The Bank of England appears to have learnt from earlier mistakes
At a small breakfast of City executives this week, a theme emerged. Do we, the financial press and indeed the Square Mile establishment, sufficiently value consistency? ‘New’ news is more interesting than old, of course – you will inevitably find more in this newspaper today about firms making a pig’s ear of something or other than you will those who keep delivering solid if unspectacular profits and shareholder returns.
We will do a better job of celebrating consistency going forward, and so we turn to the Bank of England before today’s interest rate decision.
At the beginning of what we will term ‘the current unpleasantness’ – runaway inflation – the mixed-messaging from the Bank left the City baffled. Every word uttered by a member of the MPC was pored over for clues, and a combination of botched forecasts, rate-setting decisions which seemed to move in the direct opposite of guidance, and tin-eared statements about pay rises left many wondering whether the Old Lady of Threadneedle Street needed a lie down.
Yet a year or more later and, to his credit, Andrew Bailey et al have gone some way to restoring the Bank’s reputation in City circles. The hyperactivity that marked the early period has given way to more deliberate, thought-through and dare we say it staid interventions. The swiftness with which the Bank’s stability arm acted during the bond market palaver has also burnished the reputation of other parts of the operation, even if they were not directly involved.

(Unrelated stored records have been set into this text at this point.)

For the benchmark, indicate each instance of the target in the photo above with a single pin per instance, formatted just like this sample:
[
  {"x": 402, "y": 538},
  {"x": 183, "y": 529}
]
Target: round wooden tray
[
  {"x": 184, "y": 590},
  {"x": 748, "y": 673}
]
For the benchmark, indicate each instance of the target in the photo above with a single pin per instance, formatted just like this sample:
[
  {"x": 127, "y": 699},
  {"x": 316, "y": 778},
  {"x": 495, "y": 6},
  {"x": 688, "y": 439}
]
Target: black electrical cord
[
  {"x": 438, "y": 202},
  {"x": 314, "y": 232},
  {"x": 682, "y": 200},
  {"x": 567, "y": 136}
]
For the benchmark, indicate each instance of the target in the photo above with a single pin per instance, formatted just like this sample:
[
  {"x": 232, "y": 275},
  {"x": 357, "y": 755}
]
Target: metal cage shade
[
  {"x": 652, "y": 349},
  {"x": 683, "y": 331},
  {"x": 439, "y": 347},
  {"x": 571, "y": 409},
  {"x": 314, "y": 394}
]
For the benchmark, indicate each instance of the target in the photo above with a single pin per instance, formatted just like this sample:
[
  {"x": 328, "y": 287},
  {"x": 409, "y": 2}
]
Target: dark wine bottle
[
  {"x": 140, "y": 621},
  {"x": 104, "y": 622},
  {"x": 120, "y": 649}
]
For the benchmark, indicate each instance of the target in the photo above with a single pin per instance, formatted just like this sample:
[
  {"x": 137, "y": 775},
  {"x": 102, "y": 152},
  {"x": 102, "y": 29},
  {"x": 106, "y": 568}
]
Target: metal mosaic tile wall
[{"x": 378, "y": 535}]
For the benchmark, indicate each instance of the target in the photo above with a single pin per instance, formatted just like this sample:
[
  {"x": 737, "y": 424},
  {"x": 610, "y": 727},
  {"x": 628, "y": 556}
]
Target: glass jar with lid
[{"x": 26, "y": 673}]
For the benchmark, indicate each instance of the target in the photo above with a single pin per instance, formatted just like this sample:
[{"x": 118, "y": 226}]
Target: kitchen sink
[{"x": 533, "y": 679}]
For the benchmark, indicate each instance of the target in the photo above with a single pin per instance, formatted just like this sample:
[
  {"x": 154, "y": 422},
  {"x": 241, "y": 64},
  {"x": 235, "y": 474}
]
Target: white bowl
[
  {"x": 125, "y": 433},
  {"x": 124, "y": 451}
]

This is of course not to say that the Bank did not mistakes, and the shocking forecasting has had a material impact on the lives of ordinary people. Many questions will be asked about how Britain got itself in such a mess last year, and the role of the Central Bank within it. But by being more consistent, staying on the straight and narrow and offering fewer surprises, the Bank’s bosses appear to have learnt their lesson – and they deserve credit for it.